クレジットカードの発行枚数が増えた

クレジットカード発行枚数が、今年の3月末は5年ぶりに前年より増えました。

 

取り引きのときに、売り手が買い手を信用して代金を支払われないうちに商品を引き渡すことを「信用販売」と言います。

会社でのビジネスは、たいてい信用販売です。「月末払い」とか「毎月20日払い」のような取り決めは、掛け売りですがら信用販売のひとつです。

 

信用販売で最も身近なのが、「クレジットカード」です。

買い手にとっては、何を買っても・どこで買っても手軽に使えるので便利です。売り手にとっては、もっと便利で、信用調査も代金回収も業者任せにできるので、仕事に集中できます。

 

クレジットカードの利用額は毎年増え続けています。2013年のデータで41.8兆円がクレジットカードを使った買物の額です。この年の民間最終消費額は286.4兆円ですから、全ての買物のおよそ15%がクレジットカードによるものです。

 

 

但し、この割合はイギリスでは40%・アメリカでは50%・韓国では60%を超えていますからから、日本ではクレジットカードがまだ普及の余地が大きいと言えます。信用販売は日本人の精神性とは少し相容れないということもありそうです。

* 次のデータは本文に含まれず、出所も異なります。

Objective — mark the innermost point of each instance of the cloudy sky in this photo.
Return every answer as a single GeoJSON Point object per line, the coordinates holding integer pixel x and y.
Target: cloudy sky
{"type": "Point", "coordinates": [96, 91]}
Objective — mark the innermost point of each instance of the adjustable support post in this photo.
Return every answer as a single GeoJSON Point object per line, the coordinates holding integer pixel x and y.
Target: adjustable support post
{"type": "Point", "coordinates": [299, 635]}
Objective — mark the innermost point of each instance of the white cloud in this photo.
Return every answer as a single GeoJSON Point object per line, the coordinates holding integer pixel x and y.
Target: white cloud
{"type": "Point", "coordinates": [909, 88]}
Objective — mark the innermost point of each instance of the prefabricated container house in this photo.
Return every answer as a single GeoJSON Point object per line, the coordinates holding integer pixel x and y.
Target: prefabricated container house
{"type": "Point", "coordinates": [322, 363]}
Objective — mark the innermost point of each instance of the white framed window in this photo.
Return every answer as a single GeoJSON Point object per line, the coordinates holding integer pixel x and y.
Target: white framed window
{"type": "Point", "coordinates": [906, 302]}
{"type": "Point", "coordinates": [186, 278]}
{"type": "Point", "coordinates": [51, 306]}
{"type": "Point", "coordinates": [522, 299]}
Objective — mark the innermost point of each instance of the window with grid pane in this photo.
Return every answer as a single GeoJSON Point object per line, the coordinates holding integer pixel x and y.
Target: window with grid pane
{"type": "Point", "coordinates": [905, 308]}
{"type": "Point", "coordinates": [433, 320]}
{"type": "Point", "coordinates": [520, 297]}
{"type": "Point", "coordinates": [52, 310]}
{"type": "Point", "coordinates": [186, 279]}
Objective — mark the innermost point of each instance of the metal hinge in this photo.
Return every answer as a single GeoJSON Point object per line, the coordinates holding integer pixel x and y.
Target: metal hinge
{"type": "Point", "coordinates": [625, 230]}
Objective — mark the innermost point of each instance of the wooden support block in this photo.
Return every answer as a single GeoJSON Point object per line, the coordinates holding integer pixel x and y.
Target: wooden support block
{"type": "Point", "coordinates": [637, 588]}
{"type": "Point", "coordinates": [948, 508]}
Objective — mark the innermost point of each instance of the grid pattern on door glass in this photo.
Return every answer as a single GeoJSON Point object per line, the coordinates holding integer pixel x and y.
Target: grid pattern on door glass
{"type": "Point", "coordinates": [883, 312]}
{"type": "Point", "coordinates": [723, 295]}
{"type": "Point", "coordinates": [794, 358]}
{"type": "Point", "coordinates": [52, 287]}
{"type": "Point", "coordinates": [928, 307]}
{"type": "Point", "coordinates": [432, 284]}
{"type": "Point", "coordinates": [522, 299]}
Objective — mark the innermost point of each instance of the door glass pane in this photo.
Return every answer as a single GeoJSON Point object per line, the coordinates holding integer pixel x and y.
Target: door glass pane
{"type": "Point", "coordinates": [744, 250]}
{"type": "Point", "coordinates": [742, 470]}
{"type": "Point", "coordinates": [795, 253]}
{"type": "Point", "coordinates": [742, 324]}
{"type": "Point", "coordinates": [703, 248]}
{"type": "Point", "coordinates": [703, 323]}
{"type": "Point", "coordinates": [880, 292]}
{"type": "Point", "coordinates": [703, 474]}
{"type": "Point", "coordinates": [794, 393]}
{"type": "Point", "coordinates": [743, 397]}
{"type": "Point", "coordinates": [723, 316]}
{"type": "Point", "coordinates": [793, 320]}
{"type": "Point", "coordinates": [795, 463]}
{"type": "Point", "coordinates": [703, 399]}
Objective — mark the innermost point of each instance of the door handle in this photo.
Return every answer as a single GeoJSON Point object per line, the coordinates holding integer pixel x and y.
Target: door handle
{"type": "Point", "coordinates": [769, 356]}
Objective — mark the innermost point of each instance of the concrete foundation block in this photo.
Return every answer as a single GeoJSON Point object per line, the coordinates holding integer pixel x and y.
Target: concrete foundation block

アドオン払いやリボリング払いなど、一見すると利便性がよいようで注意が必要な方式も宣伝されています。クレジットカードに頼り過ぎるのは危ういと感じるのは、健全な感覚です。

 

さて、クレジットカードでの買物の額は増えているのですが、発行枚数のほうは平成21年をピークにして減り続けていました。

現在の発行枚数は2.67億枚ですから、成人一人当たり2.6枚のカードを持っている計算です。カードをたくさん持ちすぎて使いこなせない人や、酷い例では財布に収まりきらないほどのカードを持つ人もいますから、少しづつ整理されていくのだと思っていました。

それが、平成26年に再び増加に転じました。

 

クレジットカードは、消費者が将来の購買力を前倒しすることですから、需要が増えて経済が成長するという効果があります。高価なモノや長期間使用するモノが売れるので、そのときは生活の満足度が上がります。

多くの国でクレジットカードが普及しているのは、社会的な効用だけでなく、ときの政府が経済政策(不景気対策)として利用を促進させたからなのです。その時の政権にとっては、とても効果的な政策ですが、購買力の前倒しは将来の収入があってこそ成り立つことを気に掛けておく必要があります。

 

オリンピックや海外観光客誘致を隠れ蓑にして、クレジットカード利用を無理に増やそうなんて政策が出てきたら要注意かも知れません。・・お気を付けください。